Przestrzeń
Niełatwo jest napisać utwór prosty. Podejrzanie trudno, nawet. Odkrywam tu nowy wymiar oporu materii. Niby nut do postawienia jest mniej, całe dziesiątki tysięcy mniej niż mam do postawienia zazwyczaj, ale nagle przed każdą się waham a każde kolejnych kilka kwestionuję. Jeśliby pisanie miało być wspinaczką, od niskich skał po góry wysokie, to tu chyba byłbym na ściance sztucznej, projektując trasy. Wkręcając i wykręcając chwyty, wyobrażając sobie, że jestem trochę mniejszy i trochę słabszy, unikając łatwego złudzenia, że głupszy.
Niemniej po każdych kilkudziesięciu ostatecznie postawionych nutach kolejna część jest gotowa i części przybywa. Raczej nie uda mi się zrealizować pierwszego założenia o liniowym progresie stopnia trudności, od klasy pierwszej wzwyż. To by wymagało doświadczenia pedagogicznego z instrumentem, jak widzę teraz wyraźnie. Przypomniało mi się przy tej okazji, że kiedyś przez chwilę próbowałem udzielać prywatnych lekcji gitary. Mój jedyny uczeń prędko zrezygnował, ku własnemu pożytkowi a mojej uldze.

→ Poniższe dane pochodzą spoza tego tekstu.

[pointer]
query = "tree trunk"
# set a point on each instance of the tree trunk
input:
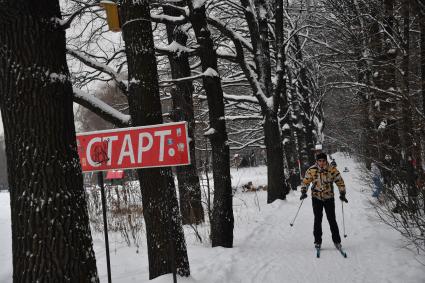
(187, 176)
(306, 114)
(51, 240)
(281, 90)
(222, 217)
(259, 33)
(276, 188)
(164, 230)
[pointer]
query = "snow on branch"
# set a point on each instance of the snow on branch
(174, 48)
(210, 72)
(100, 67)
(244, 117)
(65, 24)
(166, 19)
(101, 108)
(225, 30)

Przypomniało mi się również, jak mając lat najwyżej dziesięć grałem w grę komputerową będącą czymś na kształt gwiezdnych wojen. Było się pilotem kosmicznego pojazdu z zadaniem ustrzelenia innych. Strzelanie interesowało mnie krótko. Pojazd kierowałem w pustą przestrzeń chcąc dotrzeć do innych planet. Nigdy mi się nie udało. Game over.